Arrested lawyer decries police tactics

A prominent Kitchener, Ont., defence lawyer has been charged with obstructing justice. Police say Hal Mattson, who once represented Michael Rafferty, one of the accused in the murder of eight-year-old Victoria Stafford of Woodstock, Ont., tried to influence witness testimony in an attempted murder case.

Waterloo Regional Police Service spokesman Olaf Heinzel says police received a complaint in October during the preliminary stage of a criminal trial for five people charged with attempted murder and drug offences last year related to a shooting in Cambridge, Ont.

Mattson didn’t represent any of the accused when the alleged obstruction occurred but was involved in the case at one time. While he won’t comment on the charges, he says he’s looking forward to defending himself.

“In my own head, I’m certainly thinking about it quite a bit,” he says. “One of the most frustrating things is you really want to talk to people about it and you’d really like to say what you feel but you can’t.”

The Cambridge case wrapped up on Nov. 9 with three of the accused pleading guilty to aggravated assault. A fourth person pleaded guilty to accessory after the fact, while charges against the fifth were withdrawn.

That same afternoon, police made their move on Mattson, picking him up inside a Tim Hortons coffee shop across the street from the Kitchener courthouse.

According to Mattson, four detectives approached him with a warning that more were standing by. They then took him outside while handcuffed and carted him away to the nearest police station.

The public nature of the arrest irritated Mattson, especially given that police were eventually willing to release him on a promise to appear.

“I thought it was unnecessary to arrest me in a public place, put handcuffs on me, and hold me for three-and-a-half hours,” Mattson says. “The police have their tactics, and I’m not sure why.”

Mattson feels police could have approached him in private or asked him by phone to go to the police station, but Heinzel defends officers’ actions as an effort to try to be consistent in the way they arrest suspects.

“Police do what they need to do to ensure that somebody is taken into custody safely,” he says. “It’s not unusual to do arrests like that, although it’s not as common to be arresting someone who’s fairly known in the community.

"It was done smoothly and without incident, and if he has concerns about how it was handled, we do have a complaint process.”

Since then, Mattson says he has tried to adopt a business-as-usual approach by representing clients as normal and attending court every day.

“I’m getting through the days, but it’s a little tough,” he says. “The difficulty I’m having is the same problem everybody has when they’re charged with an offence.

It causes them a little consternation. It’s always worrisome when you’re put before the court system.
“I know that from having been a criminal lawyer for 25 years.”

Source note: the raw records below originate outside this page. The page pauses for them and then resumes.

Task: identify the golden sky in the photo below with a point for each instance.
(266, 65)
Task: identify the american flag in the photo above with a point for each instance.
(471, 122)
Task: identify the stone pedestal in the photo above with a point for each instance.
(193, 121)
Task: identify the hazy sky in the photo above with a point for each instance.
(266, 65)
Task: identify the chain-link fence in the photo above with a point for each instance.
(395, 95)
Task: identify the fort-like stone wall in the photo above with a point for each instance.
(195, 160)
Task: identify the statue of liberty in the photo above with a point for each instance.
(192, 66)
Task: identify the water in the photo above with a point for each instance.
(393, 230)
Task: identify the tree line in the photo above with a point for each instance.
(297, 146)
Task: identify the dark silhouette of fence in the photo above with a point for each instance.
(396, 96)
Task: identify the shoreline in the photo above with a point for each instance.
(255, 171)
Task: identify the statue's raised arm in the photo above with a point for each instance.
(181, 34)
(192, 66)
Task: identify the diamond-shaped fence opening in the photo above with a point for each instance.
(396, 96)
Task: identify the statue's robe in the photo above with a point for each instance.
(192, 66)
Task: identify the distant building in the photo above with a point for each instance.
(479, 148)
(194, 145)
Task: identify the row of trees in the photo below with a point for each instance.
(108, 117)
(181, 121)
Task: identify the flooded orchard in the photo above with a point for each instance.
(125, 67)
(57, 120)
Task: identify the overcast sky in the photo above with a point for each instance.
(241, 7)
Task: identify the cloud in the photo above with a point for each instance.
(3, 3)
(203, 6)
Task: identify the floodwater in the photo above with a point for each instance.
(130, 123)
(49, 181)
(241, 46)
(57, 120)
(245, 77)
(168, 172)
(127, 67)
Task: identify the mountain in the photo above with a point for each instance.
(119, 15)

The episode has changed Mattson’s perspective on the experiences of clients who come to him for help, he notes. “I have a new-found understanding of how people feel when they’re being arrested and put through the process I was.

Because we do the job every day, we just assume it’s nothing. But having been through it, I think there’s a lot of people who are in positions of authority who would gain a lot of understanding of how arrested persons feel if this happened to them.”

Mattson says he has been pleased with the reaction by fellow members of the Kitchener bar to his arrest. “I’m sure some of them are a little tentative because of the adversarial roles we play every day, but overall, I think people have been very supportive of me.”

Kitchener prosecutor Bill Wilson says the Crown turned Mattson’s file over to the regional Crown office in London, Ont., because of the accused lawyer’s long involvement with the local bar.
“It’s a conflict,” Wilson says. “He works here and he has for years.”

Mattson represented Rafferty for about six weeks from the time of his arrest in connection with Stafford’s murder.

But after relations between the pair broke down, they parted ways. “We came to a fork in the path that wouldn’t allow us to represent him, and I don’t think he would have appreciated our representation, unfortunately,” Mattson says. “Our solicitor communication had broken down.”

Mattson, who has also represented suspected gang members and defendants in complex cases, says the one that led to his arrest was much more straightforward.

“There’s nothing really unusual about the case and the role of the lawyer in my opinion. It wasn’t like some sort of Hells Angels case with a secret informant. There was nothing unusual.”

At the same time, Mattson believes the complaint has nothing to do with his reputation and relatively high profile in the region. “I don’t believe there’s any maliciousness in this and I’d be very disappointed if that’s the case.”

Mattson is scheduled to appear in the Ontario Court of Justice on Dec. 8.